Hinweise des Auftraggebers zu Corona:
1. Die mit Erlass des BMI vom 23.03.2020, Ziff. II (BW I 7 – 70406/21#1, abrufbar unter https://www.bmi.bund.de/SharedDocs/downloads/DE/veroeffentlichungen/2020/corona/erlass-bauwesen-corona-20200323.pdf?__blob=publicationFile&v=1 herausgegebenen Hinweise zur Handhabung von Bauablaufstörungen werden auf den abzuschließenden Vertrag entsprechend angewendet. Die dortigen Aussagen zum Umgang mit und Nachweis von Höherer Gewalt macht der Auftraggeber sich zu eigen.
2. Angebote müssen weiterhin verbindlich sein und den Vergabeunterlagen entsprechen. Von den Vergabeunterlagen abweichende Angebote oder Angebote mit Vorbehalten, z. B. bei Terminen, müssen ausgeschlossen werden. Von entsprechenden Erklärungen bitten wir daher abzusehen.
Für die wesentlichen ausgeschriebenen Leistungen liegt noch keine Baufreigabe in finanzieller Hinsicht vor
Eine Auftragserteilung ist derzeit nur für den Fall vorgesehen, dass diese Voraussetzungen zum Zuschlagszeitpunkt vorliegen. Liegen diese Voraussetzungen nicht vor, kann dies zur Aufhebung dieses Vergabeverfahrens führen. In diesem Fall hat der Bieter keinen Anspruch auf Ersatz eines ihm dadurch entstehenden Schadens.
Die Geltendmachung der Unwirksamkeit einer Auftragsvergabe in einem Nachprüfungsverfahren ist fristgebunden. Es wird auf die in § 135 Abs. 2 GWB genannten Fristen verwiesen. Nach § 135 Abs. 2 S. 2 GWB endet die Frist zur Geltendmachung der Unwirksamkeit 30 Kalendertage nach Veröffentlichung der Bekanntmachung der Auftragsvergabe im Amtsblatt der Europäischen Union.
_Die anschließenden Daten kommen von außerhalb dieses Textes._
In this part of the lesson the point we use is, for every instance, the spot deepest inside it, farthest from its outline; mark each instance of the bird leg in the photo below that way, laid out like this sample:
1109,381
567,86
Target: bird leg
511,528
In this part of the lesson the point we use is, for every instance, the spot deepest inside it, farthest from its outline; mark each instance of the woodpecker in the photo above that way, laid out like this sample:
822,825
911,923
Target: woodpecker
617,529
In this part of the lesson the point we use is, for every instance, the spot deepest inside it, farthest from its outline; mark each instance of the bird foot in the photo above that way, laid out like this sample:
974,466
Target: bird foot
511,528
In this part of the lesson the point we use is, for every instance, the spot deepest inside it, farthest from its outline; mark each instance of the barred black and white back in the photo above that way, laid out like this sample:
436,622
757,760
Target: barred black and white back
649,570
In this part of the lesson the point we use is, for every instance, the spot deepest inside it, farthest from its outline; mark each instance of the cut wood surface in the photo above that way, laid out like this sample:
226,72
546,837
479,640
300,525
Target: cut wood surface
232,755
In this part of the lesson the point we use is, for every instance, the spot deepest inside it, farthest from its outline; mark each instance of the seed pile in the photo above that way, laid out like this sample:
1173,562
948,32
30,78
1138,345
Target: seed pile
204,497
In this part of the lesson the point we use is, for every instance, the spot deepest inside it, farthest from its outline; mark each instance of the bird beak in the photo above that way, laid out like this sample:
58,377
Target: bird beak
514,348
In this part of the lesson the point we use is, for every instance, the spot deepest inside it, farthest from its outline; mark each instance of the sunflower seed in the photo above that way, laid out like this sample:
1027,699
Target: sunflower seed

Nach Ablauf der jeweiligen Frist kann eine Unwirksamkeit nicht mehr festgestellt werden.
Abschnitt VII: Änderungen des Vertrags/der Konzession
Wolfenbüttel
ca. 11 km Gleisbau, 8 Weichen auf der Strecke 1956, Entwässerungssystem an den Ausbau des Gleises neu bauen, Erdbau, Kabeltiefbau
LÄA073 Mk bzgl. zusätzliche Stopfarbeiten
Während der Sperrpause 11-12/2022 war es zum Ende der Sperrpause, aufgrund verschiedener Arbeiten am Gleis erforderlich, folgende Bereiche zu stopfen: - Bereich der ehemaligen Bauweiche - Bestandsweichen 901/902 im Rahmen der Stopfarbeiten der Umbauarbeiten Bahnhof Lehre (bereits in LAA 072 enthalten) - Bereich der EIJ K37 (km 16,146), EIJ RDL (km 16,525) und EIJ K35 (km 16,999) - Durchlass bei km 17,737 - SÜ Schacht 11 (km 18,953) - L321 - DUA Bereich km 21,0 bis W364 (alt) Diese Leistung ist nicht im HLV enthalten und stellt somit eine zusätzliche Leistung dar. Da die Leistung nicht von der Hauptleistung zu trennen ist, kann diese nur durch den AN ausgeführt werden. Der Bauablauf würde durch einen weiteren AN erheblich gestört werden. Zu dem käme es zu Abgrenzungsproblemen (Gewährleistungsprobleme).